The Kansas City Fed does not publish a graph for employment. But note that among the four that do, all trended down, 3 were negative, and 2 were close to or at their worst levels.

So the best way I have to present this to you is showing your the month over month change, and the actual number for September:

Manufacturing:
Empire: -5.6 to -1.2
Philly: -0.3 to +5.6
Richmond: -4 to -15
KC: +7 to +7
Texas: -12.2 to -3.4
AVERAGE: -3 to -1

Services:
NY: n/a
Philly: +13.2 to 9.4
Richmond: +1 to 0
KC: -14 to -12
Texas: -4.8 to -2
AVERAGE: -4.6 to -2

In sum, the alternative data sources all point to another weak, and likely contractionary, month for September. The unemployment rate likely held steady or ticked up 0.1%, and all three alternative sources for jobs information - ADP, ISM, and the regional Feds - indicate an actual decline in jobs.
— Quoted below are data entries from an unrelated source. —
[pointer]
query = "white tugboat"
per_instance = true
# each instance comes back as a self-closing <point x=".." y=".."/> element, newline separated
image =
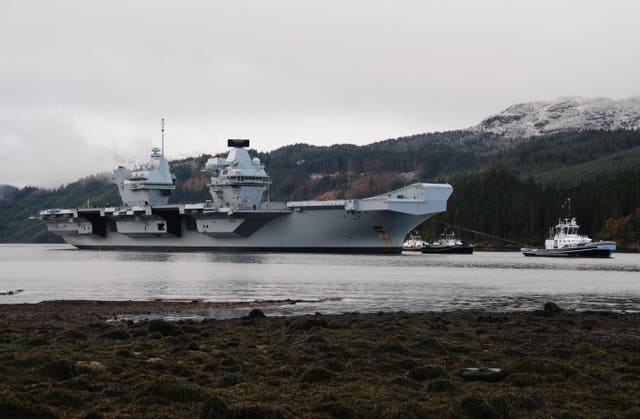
<point x="237" y="218"/>
<point x="564" y="241"/>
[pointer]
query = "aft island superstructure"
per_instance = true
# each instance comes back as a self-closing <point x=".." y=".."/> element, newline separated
<point x="237" y="218"/>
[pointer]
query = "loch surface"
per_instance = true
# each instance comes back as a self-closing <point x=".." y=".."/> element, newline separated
<point x="328" y="283"/>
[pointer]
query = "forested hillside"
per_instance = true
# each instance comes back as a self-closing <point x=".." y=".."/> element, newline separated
<point x="510" y="188"/>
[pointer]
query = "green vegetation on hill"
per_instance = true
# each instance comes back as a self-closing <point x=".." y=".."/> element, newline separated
<point x="511" y="188"/>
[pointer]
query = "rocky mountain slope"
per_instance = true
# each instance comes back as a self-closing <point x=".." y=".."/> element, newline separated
<point x="564" y="114"/>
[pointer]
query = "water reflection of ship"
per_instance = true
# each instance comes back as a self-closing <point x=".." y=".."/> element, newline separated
<point x="448" y="244"/>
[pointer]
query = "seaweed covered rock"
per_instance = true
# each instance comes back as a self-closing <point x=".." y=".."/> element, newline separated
<point x="163" y="327"/>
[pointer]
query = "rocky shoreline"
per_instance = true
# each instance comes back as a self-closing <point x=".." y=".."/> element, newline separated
<point x="70" y="359"/>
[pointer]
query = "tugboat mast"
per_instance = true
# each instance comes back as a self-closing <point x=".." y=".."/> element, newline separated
<point x="162" y="129"/>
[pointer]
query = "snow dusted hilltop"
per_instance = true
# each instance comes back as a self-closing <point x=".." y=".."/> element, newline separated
<point x="564" y="114"/>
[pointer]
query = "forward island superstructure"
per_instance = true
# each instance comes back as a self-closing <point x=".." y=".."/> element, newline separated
<point x="237" y="218"/>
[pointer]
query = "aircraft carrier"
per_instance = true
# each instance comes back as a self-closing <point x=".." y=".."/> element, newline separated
<point x="237" y="218"/>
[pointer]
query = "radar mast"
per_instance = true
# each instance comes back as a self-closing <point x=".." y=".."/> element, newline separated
<point x="162" y="129"/>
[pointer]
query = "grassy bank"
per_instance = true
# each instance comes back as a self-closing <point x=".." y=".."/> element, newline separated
<point x="65" y="360"/>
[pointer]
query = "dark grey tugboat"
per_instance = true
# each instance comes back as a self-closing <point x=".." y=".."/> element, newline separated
<point x="564" y="241"/>
<point x="448" y="244"/>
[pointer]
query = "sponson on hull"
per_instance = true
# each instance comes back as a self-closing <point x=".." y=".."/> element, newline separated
<point x="564" y="241"/>
<point x="238" y="219"/>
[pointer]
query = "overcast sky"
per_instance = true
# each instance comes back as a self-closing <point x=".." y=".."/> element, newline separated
<point x="84" y="84"/>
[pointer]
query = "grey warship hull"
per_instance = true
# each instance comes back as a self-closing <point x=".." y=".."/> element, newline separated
<point x="372" y="225"/>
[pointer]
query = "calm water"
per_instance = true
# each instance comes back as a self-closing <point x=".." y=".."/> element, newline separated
<point x="331" y="283"/>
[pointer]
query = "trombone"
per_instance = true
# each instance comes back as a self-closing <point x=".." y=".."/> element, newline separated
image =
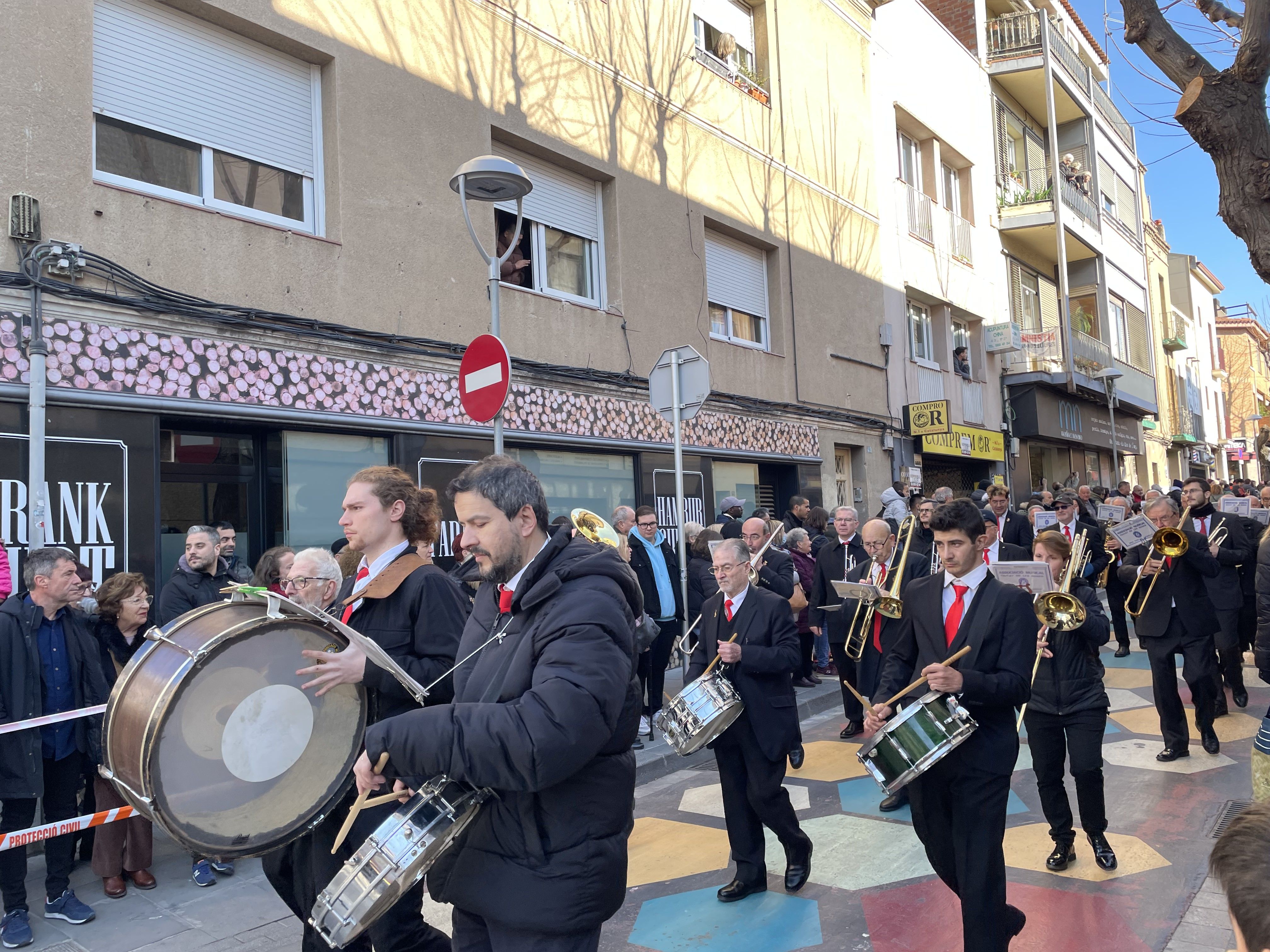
<point x="887" y="604"/>
<point x="1171" y="544"/>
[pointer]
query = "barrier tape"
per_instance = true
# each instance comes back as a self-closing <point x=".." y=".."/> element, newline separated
<point x="51" y="719"/>
<point x="21" y="838"/>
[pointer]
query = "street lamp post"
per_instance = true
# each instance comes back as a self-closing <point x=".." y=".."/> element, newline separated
<point x="489" y="178"/>
<point x="1109" y="376"/>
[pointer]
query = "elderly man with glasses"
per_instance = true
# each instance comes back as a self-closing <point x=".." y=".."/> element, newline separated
<point x="314" y="579"/>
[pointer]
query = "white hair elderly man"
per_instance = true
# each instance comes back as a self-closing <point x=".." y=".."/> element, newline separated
<point x="314" y="579"/>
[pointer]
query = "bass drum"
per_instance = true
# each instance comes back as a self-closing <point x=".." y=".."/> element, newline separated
<point x="209" y="734"/>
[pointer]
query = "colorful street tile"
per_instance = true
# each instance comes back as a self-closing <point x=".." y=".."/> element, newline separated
<point x="1124" y="700"/>
<point x="855" y="853"/>
<point x="708" y="800"/>
<point x="1142" y="755"/>
<point x="698" y="922"/>
<point x="828" y="761"/>
<point x="667" y="850"/>
<point x="1234" y="727"/>
<point x="926" y="917"/>
<point x="1027" y="848"/>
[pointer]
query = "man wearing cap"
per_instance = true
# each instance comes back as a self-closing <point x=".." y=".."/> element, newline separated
<point x="729" y="514"/>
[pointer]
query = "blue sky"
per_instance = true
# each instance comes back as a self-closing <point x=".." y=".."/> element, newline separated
<point x="1183" y="187"/>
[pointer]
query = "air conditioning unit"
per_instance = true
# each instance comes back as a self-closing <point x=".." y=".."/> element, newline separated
<point x="25" y="218"/>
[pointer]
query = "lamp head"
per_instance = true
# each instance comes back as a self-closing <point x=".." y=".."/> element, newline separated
<point x="491" y="178"/>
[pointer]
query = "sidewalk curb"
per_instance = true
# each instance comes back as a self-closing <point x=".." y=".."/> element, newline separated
<point x="668" y="762"/>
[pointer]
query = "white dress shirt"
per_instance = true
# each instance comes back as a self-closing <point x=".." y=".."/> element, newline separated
<point x="972" y="581"/>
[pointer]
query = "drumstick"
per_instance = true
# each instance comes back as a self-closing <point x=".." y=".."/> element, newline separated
<point x="717" y="657"/>
<point x="923" y="680"/>
<point x="358" y="807"/>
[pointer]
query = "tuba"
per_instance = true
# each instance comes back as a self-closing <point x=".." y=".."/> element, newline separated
<point x="1169" y="542"/>
<point x="593" y="527"/>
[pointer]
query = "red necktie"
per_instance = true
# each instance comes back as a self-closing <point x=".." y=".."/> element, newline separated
<point x="954" y="617"/>
<point x="882" y="578"/>
<point x="348" y="610"/>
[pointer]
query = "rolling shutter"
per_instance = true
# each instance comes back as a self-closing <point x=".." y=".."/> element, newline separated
<point x="736" y="275"/>
<point x="561" y="199"/>
<point x="172" y="73"/>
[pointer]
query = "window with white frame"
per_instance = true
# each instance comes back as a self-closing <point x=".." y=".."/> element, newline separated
<point x="561" y="247"/>
<point x="726" y="31"/>
<point x="921" y="336"/>
<point x="199" y="115"/>
<point x="910" y="162"/>
<point x="737" y="291"/>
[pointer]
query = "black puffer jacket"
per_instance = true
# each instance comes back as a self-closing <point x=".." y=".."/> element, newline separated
<point x="1073" y="680"/>
<point x="188" y="589"/>
<point x="22" y="695"/>
<point x="544" y="718"/>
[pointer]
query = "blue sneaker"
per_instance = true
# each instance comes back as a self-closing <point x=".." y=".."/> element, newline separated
<point x="204" y="875"/>
<point x="16" y="930"/>
<point x="69" y="908"/>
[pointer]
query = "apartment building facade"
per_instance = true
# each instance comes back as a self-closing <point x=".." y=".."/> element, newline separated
<point x="703" y="176"/>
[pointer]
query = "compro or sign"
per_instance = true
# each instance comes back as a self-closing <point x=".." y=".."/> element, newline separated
<point x="86" y="502"/>
<point x="929" y="418"/>
<point x="970" y="442"/>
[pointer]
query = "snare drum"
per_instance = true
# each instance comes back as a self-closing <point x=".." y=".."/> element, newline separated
<point x="699" y="714"/>
<point x="916" y="739"/>
<point x="394" y="858"/>
<point x="209" y="734"/>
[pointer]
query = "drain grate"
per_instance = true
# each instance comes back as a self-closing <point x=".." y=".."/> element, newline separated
<point x="1233" y="809"/>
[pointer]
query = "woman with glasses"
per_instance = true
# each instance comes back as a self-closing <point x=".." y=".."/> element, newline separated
<point x="124" y="850"/>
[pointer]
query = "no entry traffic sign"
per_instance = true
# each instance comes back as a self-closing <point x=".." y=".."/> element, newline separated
<point x="484" y="379"/>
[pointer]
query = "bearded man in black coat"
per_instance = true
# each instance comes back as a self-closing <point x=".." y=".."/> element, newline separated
<point x="544" y="717"/>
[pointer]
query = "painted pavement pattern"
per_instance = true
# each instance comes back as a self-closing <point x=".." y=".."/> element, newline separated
<point x="873" y="889"/>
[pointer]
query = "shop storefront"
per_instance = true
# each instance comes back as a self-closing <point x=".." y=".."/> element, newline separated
<point x="153" y="432"/>
<point x="962" y="459"/>
<point x="1066" y="441"/>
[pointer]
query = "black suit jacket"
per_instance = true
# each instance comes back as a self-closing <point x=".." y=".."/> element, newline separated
<point x="1225" y="588"/>
<point x="831" y="565"/>
<point x="769" y="655"/>
<point x="1183" y="583"/>
<point x="778" y="573"/>
<point x="1001" y="630"/>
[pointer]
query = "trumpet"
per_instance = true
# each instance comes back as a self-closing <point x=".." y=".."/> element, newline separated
<point x="1171" y="544"/>
<point x="888" y="604"/>
<point x="1062" y="611"/>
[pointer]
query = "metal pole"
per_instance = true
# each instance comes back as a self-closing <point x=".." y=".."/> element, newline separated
<point x="37" y="352"/>
<point x="678" y="399"/>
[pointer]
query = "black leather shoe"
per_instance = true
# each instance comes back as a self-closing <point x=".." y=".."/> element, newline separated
<point x="737" y="890"/>
<point x="895" y="802"/>
<point x="798" y="867"/>
<point x="1063" y="855"/>
<point x="1208" y="738"/>
<point x="1103" y="853"/>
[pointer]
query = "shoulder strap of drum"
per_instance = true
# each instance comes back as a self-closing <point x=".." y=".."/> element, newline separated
<point x="390" y="578"/>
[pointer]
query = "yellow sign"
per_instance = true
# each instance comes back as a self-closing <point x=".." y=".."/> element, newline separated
<point x="971" y="442"/>
<point x="929" y="418"/>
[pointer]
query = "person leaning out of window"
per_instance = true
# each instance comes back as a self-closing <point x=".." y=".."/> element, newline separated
<point x="124" y="850"/>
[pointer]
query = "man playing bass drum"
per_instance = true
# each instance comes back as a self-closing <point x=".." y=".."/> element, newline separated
<point x="959" y="804"/>
<point x="545" y="718"/>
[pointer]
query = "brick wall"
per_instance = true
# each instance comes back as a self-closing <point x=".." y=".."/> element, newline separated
<point x="958" y="16"/>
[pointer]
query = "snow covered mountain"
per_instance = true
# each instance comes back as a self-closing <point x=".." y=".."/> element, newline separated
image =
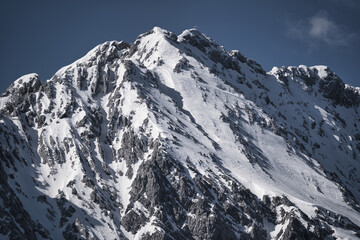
<point x="172" y="137"/>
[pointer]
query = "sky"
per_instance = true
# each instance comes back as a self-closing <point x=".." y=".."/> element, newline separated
<point x="43" y="36"/>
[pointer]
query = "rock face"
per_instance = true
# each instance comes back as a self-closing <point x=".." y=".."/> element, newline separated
<point x="172" y="137"/>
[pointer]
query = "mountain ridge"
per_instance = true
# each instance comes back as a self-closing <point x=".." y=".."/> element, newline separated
<point x="173" y="137"/>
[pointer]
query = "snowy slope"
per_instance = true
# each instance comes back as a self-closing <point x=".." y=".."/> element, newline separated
<point x="173" y="137"/>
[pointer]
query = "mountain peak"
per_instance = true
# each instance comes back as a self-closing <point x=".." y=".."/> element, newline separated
<point x="173" y="137"/>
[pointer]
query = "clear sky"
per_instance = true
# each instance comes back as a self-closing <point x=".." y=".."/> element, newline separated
<point x="43" y="36"/>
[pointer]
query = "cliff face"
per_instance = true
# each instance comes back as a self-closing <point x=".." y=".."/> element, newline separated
<point x="172" y="137"/>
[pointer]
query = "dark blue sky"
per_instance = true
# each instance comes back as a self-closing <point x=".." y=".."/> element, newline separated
<point x="43" y="36"/>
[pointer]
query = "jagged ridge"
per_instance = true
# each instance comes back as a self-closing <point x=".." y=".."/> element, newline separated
<point x="173" y="137"/>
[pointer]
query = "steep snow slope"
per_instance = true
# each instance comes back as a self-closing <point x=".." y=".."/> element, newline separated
<point x="172" y="137"/>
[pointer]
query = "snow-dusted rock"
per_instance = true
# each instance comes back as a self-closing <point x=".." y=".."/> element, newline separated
<point x="173" y="137"/>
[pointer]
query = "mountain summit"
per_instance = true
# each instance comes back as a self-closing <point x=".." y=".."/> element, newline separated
<point x="173" y="137"/>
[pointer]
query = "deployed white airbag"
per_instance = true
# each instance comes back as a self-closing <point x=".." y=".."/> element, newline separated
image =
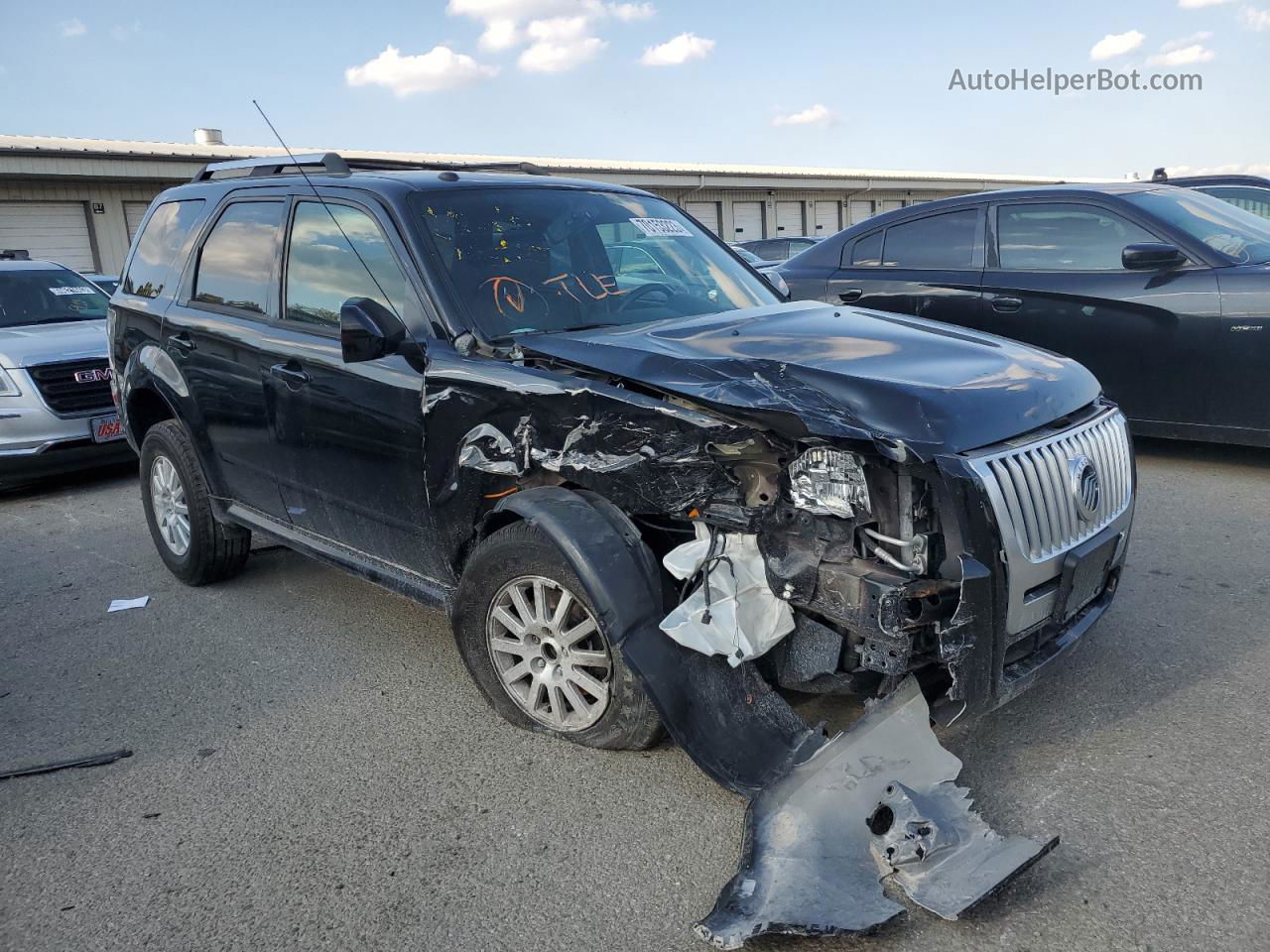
<point x="746" y="619"/>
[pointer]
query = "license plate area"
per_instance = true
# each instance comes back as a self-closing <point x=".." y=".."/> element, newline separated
<point x="1084" y="574"/>
<point x="104" y="429"/>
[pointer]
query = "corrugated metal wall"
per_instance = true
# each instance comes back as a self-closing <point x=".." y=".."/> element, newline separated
<point x="109" y="227"/>
<point x="725" y="197"/>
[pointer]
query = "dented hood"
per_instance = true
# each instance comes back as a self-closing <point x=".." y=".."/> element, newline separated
<point x="841" y="372"/>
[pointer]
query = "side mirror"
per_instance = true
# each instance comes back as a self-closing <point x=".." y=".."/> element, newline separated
<point x="1151" y="255"/>
<point x="367" y="330"/>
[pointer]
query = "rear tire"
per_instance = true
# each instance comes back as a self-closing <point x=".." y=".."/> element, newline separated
<point x="195" y="547"/>
<point x="543" y="666"/>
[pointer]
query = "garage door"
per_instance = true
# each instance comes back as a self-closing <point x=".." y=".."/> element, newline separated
<point x="705" y="212"/>
<point x="53" y="230"/>
<point x="789" y="218"/>
<point x="747" y="221"/>
<point x="132" y="213"/>
<point x="828" y="217"/>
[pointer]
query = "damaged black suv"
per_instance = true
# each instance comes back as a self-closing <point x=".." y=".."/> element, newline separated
<point x="647" y="488"/>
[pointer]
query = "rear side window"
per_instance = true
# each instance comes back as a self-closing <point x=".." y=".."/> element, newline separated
<point x="1250" y="198"/>
<point x="867" y="250"/>
<point x="158" y="246"/>
<point x="1064" y="238"/>
<point x="943" y="241"/>
<point x="235" y="266"/>
<point x="322" y="272"/>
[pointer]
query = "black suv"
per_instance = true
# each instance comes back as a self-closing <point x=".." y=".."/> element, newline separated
<point x="445" y="381"/>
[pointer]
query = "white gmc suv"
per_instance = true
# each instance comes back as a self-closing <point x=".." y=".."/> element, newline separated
<point x="56" y="412"/>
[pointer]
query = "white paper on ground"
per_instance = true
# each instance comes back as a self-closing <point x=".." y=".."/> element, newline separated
<point x="122" y="604"/>
<point x="746" y="617"/>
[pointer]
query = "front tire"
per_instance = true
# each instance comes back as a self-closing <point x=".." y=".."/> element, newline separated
<point x="195" y="547"/>
<point x="534" y="645"/>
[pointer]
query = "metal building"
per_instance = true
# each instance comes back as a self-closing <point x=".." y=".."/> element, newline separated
<point x="79" y="200"/>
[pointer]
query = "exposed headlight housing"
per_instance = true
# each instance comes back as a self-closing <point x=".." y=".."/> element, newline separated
<point x="829" y="483"/>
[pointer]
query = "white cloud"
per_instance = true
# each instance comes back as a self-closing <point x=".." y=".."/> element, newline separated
<point x="679" y="50"/>
<point x="1182" y="56"/>
<point x="439" y="68"/>
<point x="1187" y="41"/>
<point x="629" y="13"/>
<point x="1255" y="18"/>
<point x="1116" y="45"/>
<point x="1228" y="169"/>
<point x="816" y="114"/>
<point x="559" y="45"/>
<point x="499" y="35"/>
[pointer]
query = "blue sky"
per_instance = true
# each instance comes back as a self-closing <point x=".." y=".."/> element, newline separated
<point x="807" y="81"/>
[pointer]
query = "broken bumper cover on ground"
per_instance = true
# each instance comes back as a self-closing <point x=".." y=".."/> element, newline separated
<point x="871" y="802"/>
<point x="816" y="847"/>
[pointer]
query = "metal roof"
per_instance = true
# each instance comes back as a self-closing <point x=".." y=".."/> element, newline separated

Finally, let’s put this in some context for the economy. Here are the official jobs numbers, and real personal income excluding government transfer payments, both normed to 100 as of April:



Real income is flat to down, while jobs have increased by at best 0.1% in the 5 months since. This points to the economy being kept from recession by consumer and business spending, concentrated in AI-related industries and stock market wealth created by that boom (or, perhaps, bubble).